The order of parameter evaluation is not specified by the standard, so if your program behavior is relying on it it may be incorrect. But relying on it doesn't instantly make your whole program completely meaningless, nasal demons and all.
> Certain other aspects and operations of the abstract machine are described in this International Standard as unspecified (for example, order of evaluation of arguments to a function). Where possible, this International Standard defines a set of allowable behaviors. These define the nondeterministic aspects of the abstract machine.
> Certain other operations are described in this International Standard as undefined (for example, the effect of dereferencing the null pointer). [ Note: this International Standard imposes no requirements on the behavior of programs that contain undefined behavior. —end note ]
"Unspecified behavior" means something correct will happen, but you don't know what (in that case you can't rely on the execution order). "Undefined behavior" means something entirely incorrect may happen (crash or totally unexpected and bad behavior, so the term "nasal daemons" which means dragons coming out of your nose).

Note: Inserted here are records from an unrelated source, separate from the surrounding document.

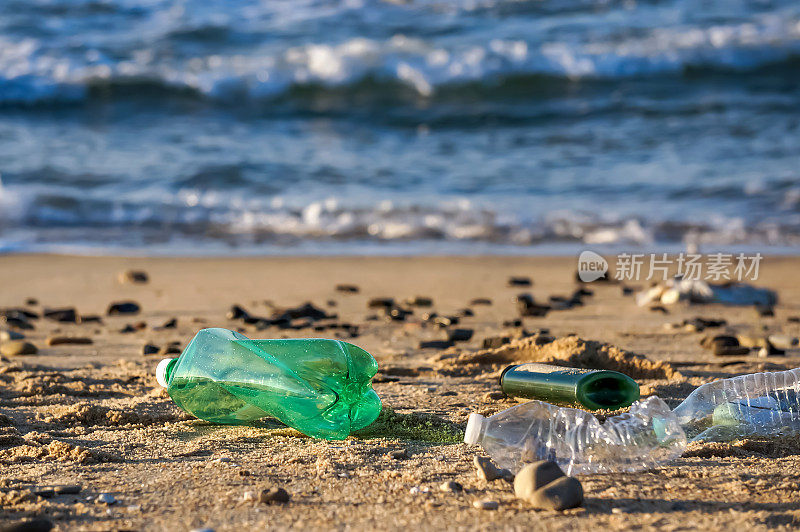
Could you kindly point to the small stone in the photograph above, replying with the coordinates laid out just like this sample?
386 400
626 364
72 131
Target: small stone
495 341
535 476
400 454
419 301
451 486
348 288
561 494
274 495
106 498
6 336
68 340
435 344
493 396
70 489
486 504
133 277
123 308
485 469
381 302
62 315
783 341
38 524
459 335
17 348
150 349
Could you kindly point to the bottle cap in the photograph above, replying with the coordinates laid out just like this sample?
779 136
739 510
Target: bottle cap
474 428
161 372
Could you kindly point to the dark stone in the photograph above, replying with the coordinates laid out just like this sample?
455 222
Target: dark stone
436 344
419 301
38 524
527 306
494 342
150 349
347 288
237 313
62 315
380 302
459 335
123 308
70 489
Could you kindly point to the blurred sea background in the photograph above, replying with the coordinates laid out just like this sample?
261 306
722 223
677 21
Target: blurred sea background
427 126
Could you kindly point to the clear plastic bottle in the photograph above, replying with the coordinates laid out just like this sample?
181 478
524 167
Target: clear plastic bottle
323 388
643 438
758 404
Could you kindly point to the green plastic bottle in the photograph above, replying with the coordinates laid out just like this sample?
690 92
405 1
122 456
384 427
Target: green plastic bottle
323 388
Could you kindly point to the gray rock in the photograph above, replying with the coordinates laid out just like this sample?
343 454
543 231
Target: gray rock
451 486
274 495
38 524
106 498
68 340
6 336
133 277
17 348
535 476
485 469
561 494
486 504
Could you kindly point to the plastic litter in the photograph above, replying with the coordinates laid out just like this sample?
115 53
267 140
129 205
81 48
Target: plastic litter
758 404
646 436
697 291
323 388
590 388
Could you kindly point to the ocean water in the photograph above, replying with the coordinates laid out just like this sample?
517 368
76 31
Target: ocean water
420 126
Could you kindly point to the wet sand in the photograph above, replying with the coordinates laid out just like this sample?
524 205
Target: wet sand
93 414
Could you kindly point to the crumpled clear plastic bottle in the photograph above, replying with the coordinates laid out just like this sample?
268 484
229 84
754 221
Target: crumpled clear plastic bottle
758 404
642 438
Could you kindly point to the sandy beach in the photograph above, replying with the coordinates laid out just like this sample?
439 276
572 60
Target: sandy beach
93 415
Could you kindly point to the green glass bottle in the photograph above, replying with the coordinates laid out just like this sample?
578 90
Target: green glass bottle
323 388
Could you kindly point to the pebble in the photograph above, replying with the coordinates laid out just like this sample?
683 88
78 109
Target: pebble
62 315
348 288
150 349
486 470
123 307
561 494
486 504
16 348
493 396
419 301
460 335
70 489
106 498
38 524
783 341
274 495
535 476
68 340
450 486
133 277
6 336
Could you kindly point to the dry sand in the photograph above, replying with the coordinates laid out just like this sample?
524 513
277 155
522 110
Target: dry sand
93 414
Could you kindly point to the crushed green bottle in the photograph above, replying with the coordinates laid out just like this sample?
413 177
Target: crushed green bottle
323 388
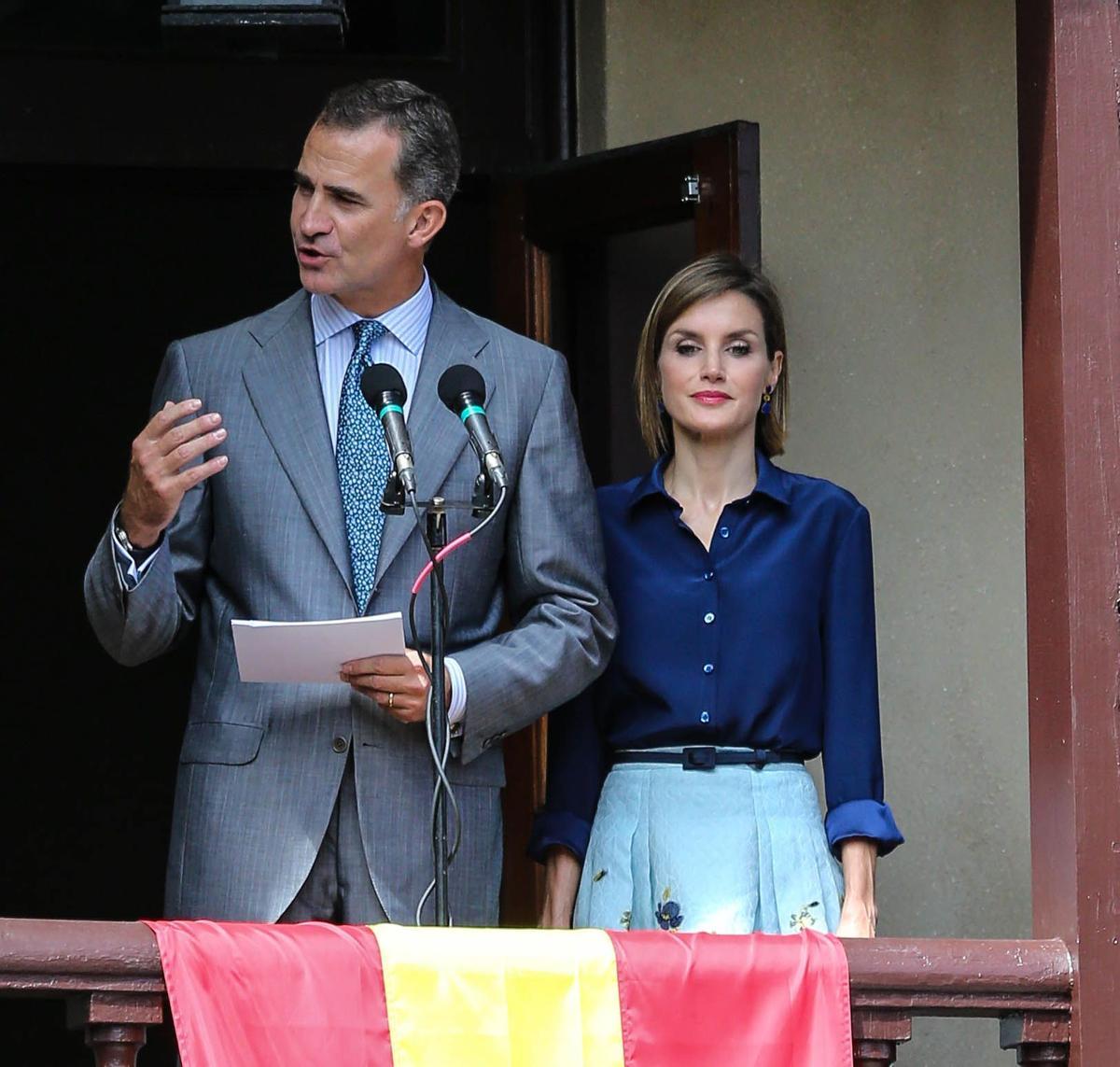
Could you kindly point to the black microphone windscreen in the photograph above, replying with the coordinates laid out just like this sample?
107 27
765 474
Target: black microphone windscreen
457 380
380 379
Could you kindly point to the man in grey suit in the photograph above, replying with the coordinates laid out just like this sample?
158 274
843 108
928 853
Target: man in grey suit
301 802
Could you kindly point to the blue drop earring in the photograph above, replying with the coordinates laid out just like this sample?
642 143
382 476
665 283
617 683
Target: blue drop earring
767 396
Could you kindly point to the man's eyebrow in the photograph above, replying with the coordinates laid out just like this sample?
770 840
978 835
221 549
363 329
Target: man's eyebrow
343 190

If it was undefined, then anything could happen (nasal demons), but that would be silly: you wouldn't be able to safely call functions with multiple side-effecting arguments at all.

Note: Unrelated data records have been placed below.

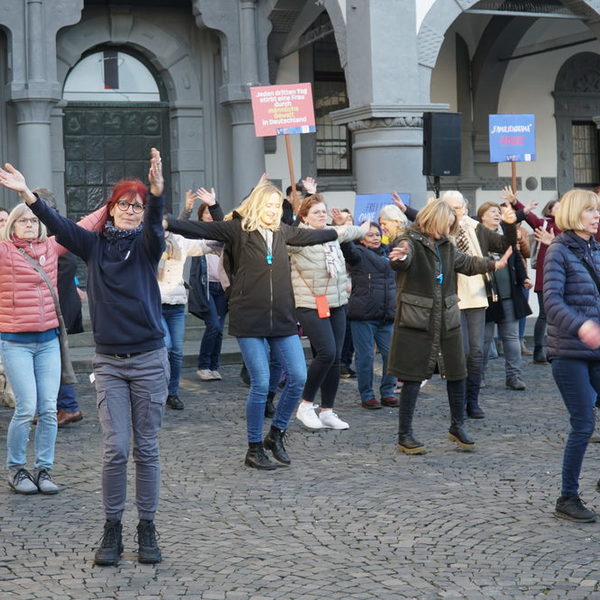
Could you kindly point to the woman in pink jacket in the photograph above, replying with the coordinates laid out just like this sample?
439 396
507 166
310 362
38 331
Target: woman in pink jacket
30 347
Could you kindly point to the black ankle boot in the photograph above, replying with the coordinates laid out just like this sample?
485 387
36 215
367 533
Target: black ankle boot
257 459
539 355
270 406
148 550
111 545
408 444
274 443
456 400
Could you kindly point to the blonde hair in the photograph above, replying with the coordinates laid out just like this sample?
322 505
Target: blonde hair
434 219
251 208
16 213
572 205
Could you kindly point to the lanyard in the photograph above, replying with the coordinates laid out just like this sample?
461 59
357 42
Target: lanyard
440 277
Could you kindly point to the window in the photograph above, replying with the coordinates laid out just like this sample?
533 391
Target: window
111 76
334 149
586 166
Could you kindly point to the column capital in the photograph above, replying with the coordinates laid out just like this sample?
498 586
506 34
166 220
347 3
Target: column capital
372 116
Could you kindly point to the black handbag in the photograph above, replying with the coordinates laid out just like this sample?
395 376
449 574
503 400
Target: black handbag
67 373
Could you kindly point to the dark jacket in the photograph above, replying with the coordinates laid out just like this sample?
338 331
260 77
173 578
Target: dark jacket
70 302
427 335
261 301
373 295
518 275
125 306
571 296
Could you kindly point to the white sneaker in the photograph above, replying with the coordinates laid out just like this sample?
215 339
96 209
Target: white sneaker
307 415
331 420
205 374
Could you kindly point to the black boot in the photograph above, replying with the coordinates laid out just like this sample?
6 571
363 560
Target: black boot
474 411
148 550
257 459
270 406
408 400
111 545
274 443
456 400
539 355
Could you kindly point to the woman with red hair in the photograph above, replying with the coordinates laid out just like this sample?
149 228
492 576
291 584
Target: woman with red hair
131 367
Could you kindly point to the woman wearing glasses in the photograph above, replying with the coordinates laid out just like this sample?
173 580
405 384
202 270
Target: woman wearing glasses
30 348
131 366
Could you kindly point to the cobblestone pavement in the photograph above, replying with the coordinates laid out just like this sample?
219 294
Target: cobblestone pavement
351 518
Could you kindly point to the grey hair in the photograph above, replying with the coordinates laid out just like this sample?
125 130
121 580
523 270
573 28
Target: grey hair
454 195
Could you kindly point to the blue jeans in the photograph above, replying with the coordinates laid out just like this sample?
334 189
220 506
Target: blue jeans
508 330
365 334
472 321
33 370
290 354
174 325
210 346
579 383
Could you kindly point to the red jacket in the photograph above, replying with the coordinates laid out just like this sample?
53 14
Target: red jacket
25 300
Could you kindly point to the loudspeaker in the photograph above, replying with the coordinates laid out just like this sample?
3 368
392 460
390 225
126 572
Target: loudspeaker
441 143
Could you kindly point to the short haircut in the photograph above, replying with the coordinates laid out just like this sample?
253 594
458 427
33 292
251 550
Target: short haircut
547 210
485 207
391 212
454 195
571 207
308 203
16 213
434 218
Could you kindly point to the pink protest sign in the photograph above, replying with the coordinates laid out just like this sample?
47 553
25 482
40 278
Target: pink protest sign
281 109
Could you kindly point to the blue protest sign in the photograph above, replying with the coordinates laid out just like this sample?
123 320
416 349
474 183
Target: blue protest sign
367 206
512 138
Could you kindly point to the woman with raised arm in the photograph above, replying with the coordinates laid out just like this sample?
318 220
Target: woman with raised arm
261 307
320 291
131 366
572 301
427 333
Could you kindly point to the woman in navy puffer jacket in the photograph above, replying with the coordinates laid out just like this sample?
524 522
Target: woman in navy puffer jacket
572 302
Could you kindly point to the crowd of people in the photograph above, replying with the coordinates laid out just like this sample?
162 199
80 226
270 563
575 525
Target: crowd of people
437 281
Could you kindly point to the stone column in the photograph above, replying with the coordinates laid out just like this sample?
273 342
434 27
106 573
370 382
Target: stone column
386 107
33 138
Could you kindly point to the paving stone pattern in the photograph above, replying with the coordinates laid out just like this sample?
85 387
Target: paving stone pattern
351 518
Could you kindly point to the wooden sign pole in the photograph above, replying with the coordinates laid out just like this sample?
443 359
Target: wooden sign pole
288 147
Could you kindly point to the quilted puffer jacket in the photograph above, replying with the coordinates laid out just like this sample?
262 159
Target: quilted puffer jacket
571 296
25 300
310 276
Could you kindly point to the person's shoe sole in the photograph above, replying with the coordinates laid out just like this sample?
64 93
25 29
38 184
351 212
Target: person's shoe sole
417 450
461 444
16 491
567 517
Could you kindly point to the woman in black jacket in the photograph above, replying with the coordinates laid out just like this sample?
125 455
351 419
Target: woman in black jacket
371 309
261 307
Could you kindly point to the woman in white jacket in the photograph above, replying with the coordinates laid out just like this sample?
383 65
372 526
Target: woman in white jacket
174 298
321 293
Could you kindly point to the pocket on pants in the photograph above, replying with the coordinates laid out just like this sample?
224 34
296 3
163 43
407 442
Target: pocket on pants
156 407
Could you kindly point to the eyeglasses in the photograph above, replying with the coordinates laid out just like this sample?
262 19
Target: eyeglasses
137 207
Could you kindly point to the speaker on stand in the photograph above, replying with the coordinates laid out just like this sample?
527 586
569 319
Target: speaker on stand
441 146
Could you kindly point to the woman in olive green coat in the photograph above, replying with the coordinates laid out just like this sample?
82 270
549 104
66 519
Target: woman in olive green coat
427 337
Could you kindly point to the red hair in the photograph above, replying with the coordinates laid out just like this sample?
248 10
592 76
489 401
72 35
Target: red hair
127 189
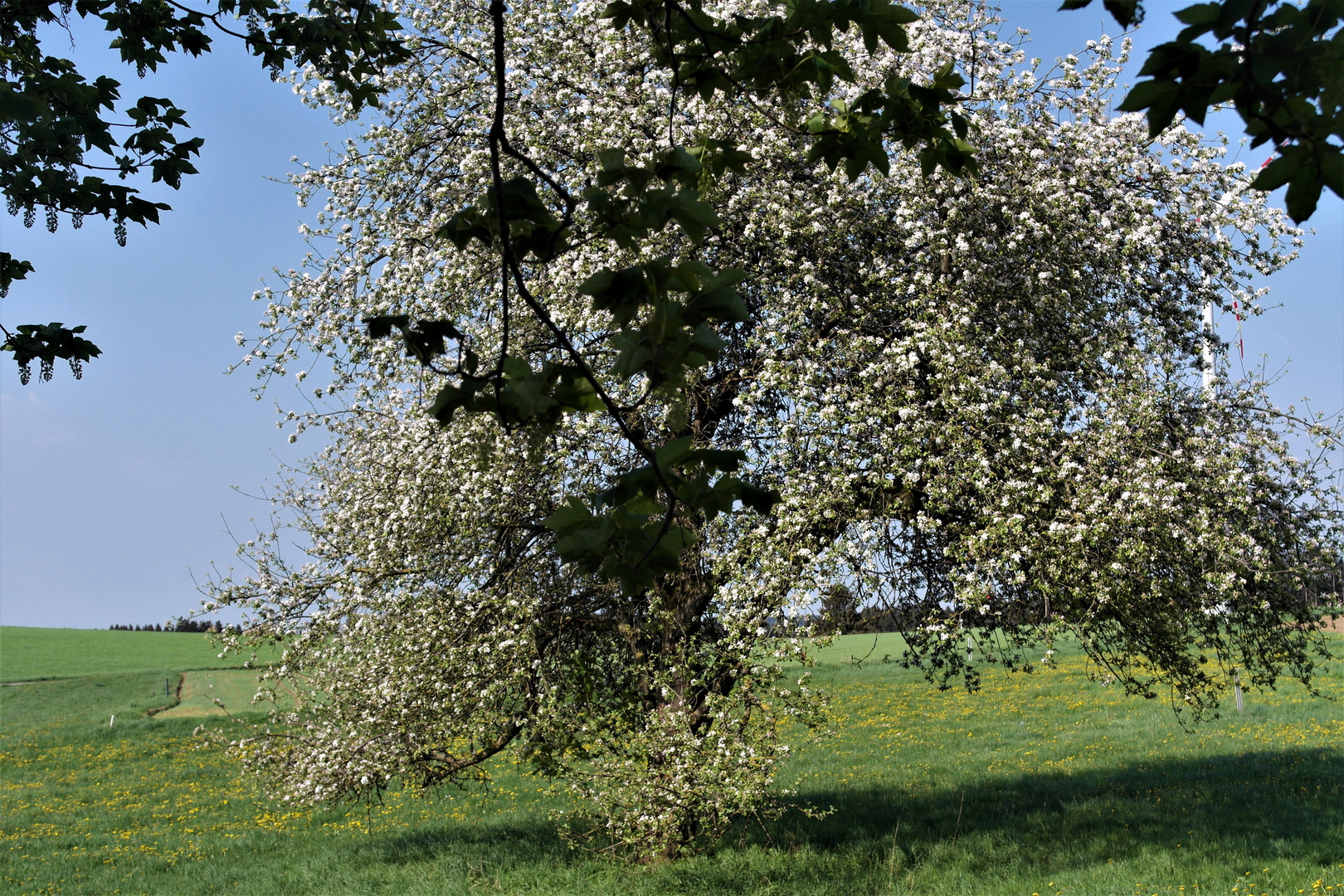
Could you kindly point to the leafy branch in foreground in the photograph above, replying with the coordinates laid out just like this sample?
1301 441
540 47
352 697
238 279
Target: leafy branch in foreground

Unspecified means that you can't rely on the order of evaluation. "Anything" may not happen; the compiler controls the sequencing.

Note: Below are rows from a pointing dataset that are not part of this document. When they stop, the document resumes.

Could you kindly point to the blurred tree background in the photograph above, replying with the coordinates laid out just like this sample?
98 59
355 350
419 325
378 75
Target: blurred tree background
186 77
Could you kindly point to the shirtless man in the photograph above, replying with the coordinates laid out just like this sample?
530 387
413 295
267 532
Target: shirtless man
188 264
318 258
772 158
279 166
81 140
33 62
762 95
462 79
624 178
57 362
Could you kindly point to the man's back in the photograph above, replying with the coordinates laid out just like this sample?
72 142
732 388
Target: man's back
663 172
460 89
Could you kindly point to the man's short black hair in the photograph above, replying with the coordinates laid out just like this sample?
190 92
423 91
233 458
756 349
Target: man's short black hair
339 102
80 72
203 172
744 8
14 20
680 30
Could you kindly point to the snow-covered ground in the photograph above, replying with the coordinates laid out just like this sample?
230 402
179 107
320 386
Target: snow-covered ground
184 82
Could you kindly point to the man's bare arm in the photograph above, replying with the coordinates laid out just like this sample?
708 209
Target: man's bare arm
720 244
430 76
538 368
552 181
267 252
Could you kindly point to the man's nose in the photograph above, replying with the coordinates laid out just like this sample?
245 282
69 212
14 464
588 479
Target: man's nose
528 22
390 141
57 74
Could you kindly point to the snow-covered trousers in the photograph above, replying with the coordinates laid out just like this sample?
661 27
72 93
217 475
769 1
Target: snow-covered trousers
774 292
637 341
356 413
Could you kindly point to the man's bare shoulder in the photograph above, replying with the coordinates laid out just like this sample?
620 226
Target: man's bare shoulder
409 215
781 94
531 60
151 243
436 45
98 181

Agreed. This code just looks weird to me. Throwing from a constructor? Holding the result of new() in a temporary? This is just asking for trouble.
Another favorite “criticism” I have of C++ goes along the lines of “but someone could overload operator+ to be division!” I have only seen that as a contrived critic’s example, or a joke.
That's an option, but now you're using a factory method instead of a constructor. It's a valid choice, particularly if you want to go for exception-free style - but GP's main point was that throwing from a constructor is not only not a footgun, it's actually the correct practice if you're writing RAII style.
Your program will still have as many possible memory states as if you had a bool m_isValid; in your type - as now you don't store a Foo but an optional<Foo>.
It's an improvement in terms of code reuse but not in semantic simplification basically.
Not if it's part of the state of your app ? E.g. a struct member. It also replaces an automated and enforced action by the compiler (exception being thrown) by a need for a manual check which feels very 1975
>Not if it's part of the state of your app ? E.g. a struct member.
I'm not sure what you mean. Here's an example with the output from std::optional being unwrapped and put in a struct member: https://godbolt.org/z/Ms4Kar18j
Also there's opt.value_or() which can use a default value in the case opt is nullopt.
>It also replaces an automated and enforced action by the compiler (exception being thrown) by a need for a manual check which feels very 1975
I think remram's goal was to avoid exceptions. So this is a criticism of remram's goal rather than the method to achieve that goal.
Also, std::optional can integrate with exception-producing code because opt.value() throws an exception if opt is nullopt.
> I'm not sure what you mean. Here's an example with the output from std::optional being unwrapped and put in a struct member: https://godbolt.org/z/Ms4Kar18j
And now you have to do this for every type that have some amount of preconditions. I don't understand in which universe this is sane - more code == more bugs.
e.g. here's what one would write with exceptions: https://godbolt.org/z/evMsh6383 (and, to be honest, if one is writing e.g. a command-line tool and not a reactive gui app, most likely https://godbolt.org/z/eW8YM5Gz4 as your OS will catch the thing anyways and then it's just a `coredumpctl gdb` / "open in debugger" away) ; you get the same guarantee of never having an invalid Foo but at much less mental cost.
It also prevents you of having aggregates as all the "parent" owner class will need their own wrapping in optional + private ctor, in case a sub-sub-sub-sub field would fail.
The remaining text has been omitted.